'Magic Snow' keeps falling
Arthur Bosse of the National Council on Alcoholism and other Drug Addictions, and Kim Grubbs, a clinician, wrote to you of their dismay at the Lesbian/Gay Chorus of San Francisco having performed a comic piece, "Magic Snow," in their set at the San Francisco Gay Men's Chorus 9 p.m. "Home for the Holidays" concert on Christmas Eve. Apparently, they each feel they possess the wisdom and judgment to determine what audience members should and shouldn't hear at a concert. I think maybe they're just sanctimonious poops who need to find something more important to focus their attention on than comedy bits.
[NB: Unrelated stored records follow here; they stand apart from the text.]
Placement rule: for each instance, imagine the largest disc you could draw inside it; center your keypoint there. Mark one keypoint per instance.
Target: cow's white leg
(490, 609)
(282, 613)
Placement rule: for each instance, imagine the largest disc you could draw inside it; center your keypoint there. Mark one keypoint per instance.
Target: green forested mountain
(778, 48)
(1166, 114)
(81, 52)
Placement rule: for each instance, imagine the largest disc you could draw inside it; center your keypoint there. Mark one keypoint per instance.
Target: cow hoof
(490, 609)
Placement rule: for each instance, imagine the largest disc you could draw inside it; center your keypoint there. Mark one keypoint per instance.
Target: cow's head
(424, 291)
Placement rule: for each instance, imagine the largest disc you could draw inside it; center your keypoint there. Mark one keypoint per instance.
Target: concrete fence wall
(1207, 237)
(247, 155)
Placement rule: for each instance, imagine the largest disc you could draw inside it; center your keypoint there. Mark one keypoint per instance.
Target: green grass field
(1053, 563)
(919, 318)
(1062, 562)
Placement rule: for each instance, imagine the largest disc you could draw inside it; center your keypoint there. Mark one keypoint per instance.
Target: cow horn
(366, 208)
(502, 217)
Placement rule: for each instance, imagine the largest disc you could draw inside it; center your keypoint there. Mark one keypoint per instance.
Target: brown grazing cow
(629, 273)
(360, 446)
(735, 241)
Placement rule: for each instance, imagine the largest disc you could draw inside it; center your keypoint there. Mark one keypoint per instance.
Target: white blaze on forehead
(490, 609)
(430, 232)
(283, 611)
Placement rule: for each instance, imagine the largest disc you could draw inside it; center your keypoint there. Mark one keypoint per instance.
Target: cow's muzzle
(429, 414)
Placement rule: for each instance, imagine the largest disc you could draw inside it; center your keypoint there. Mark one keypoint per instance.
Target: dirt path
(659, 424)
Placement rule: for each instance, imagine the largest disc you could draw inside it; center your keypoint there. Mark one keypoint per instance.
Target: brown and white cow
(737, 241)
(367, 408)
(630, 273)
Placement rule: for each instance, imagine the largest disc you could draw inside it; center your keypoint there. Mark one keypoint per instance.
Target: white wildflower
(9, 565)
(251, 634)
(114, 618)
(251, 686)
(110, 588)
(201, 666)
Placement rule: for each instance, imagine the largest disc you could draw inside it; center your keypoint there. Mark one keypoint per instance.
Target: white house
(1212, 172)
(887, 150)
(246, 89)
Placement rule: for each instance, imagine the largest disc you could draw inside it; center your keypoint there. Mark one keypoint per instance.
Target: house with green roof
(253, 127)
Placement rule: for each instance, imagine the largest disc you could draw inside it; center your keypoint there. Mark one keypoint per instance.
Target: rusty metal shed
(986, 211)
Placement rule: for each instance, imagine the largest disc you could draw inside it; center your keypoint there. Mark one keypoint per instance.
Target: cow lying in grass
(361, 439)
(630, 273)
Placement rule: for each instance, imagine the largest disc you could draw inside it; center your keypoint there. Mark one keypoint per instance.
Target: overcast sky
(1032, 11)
I, too, am a clinician, and I treat patients with addictions, including to cocaine of both the powder and crack variety. I am also domestically partnered with a psychiatrist who is chief medical officer of a major addiction treatment provider. I am well aware of the pain and destruction caused by all addictions. I can tell you that I have not, in the past decade at least, encountered anyone who doesn't have a strong sense that cocaine is a dangerous and destructive drug – not any clinicians, addicts, or lay people. I really don't think that anyone in the audience came away from the concert with the thought that cocaine really must be okay if the LGCSF sang a funny song about it.
As a clinician, I am also aware that humor is an adaptive and high-level defense, an indicator of cognitive flexibility and perspective. It was very foolish of Bosse and Grubbs to have had (apparently) a humorectomy. Lord preserve us from these folks who go around declaiming the right, good, and acceptable for the rest of us. They belong in the same class of people who want to tell us what we should do in our bedrooms and who we should love: different complaint content, same tedious social dynamic.
Asa DeMatteo, Ph.D.
1 comment:
RIGHT ON!!!!! Definitely sanctimonius poops!